On Mon, Oct 03, 2016 at 04:14:39PM +0300, Mika Kuoppala wrote:
> Chris Wilson <chris at chris-wilson.co.uk> writes:
> 
> > Check that there was not a late recovery between us declaring the GPU
> > hung and processing the reset. If the GPU did recover by itself, let the
> > request remain on the active list and see if it hangs again!
> >
> 
> Did you see this in action? Makes sense to recheck
> after reset. I don't remember how TDR will deal with multiple
> reset on the same engine but we should start tracking the seqno
> that cause it and make sure we don't get stuck by replaying the same.

Not observed. All my testing is with true hangs, not slow batches at
~hangcheck interval, i.e. nothing that would unstick between us
detecting the hang and sending the reset request.

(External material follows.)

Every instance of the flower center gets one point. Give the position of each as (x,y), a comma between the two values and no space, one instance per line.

> Do we check the banning on resubmission and/or do we trust that
> the breadcrumb update always succeedes?

Breadcrumb update has to succeed as we are not the only observers.
Issuing it from the GPU is the only way we can do the reset without
shooting ourselves in the foot with nasty races (and general explosions
from use-after-free).

> I envision that if we get multiple resets on same seqno, we
> just write the breadcrumbs through cpu and move on. But let's
> hope we don't need to and the gpu breadcrumps are always enough.

Can't do. The only time we can take over with the GPU is if we declare
the machine wedged and drain everything and all observers (including
external). That is quite impractical. :|
-Chris

-- 
Chris Wilson, Intel Open Source Technology Centre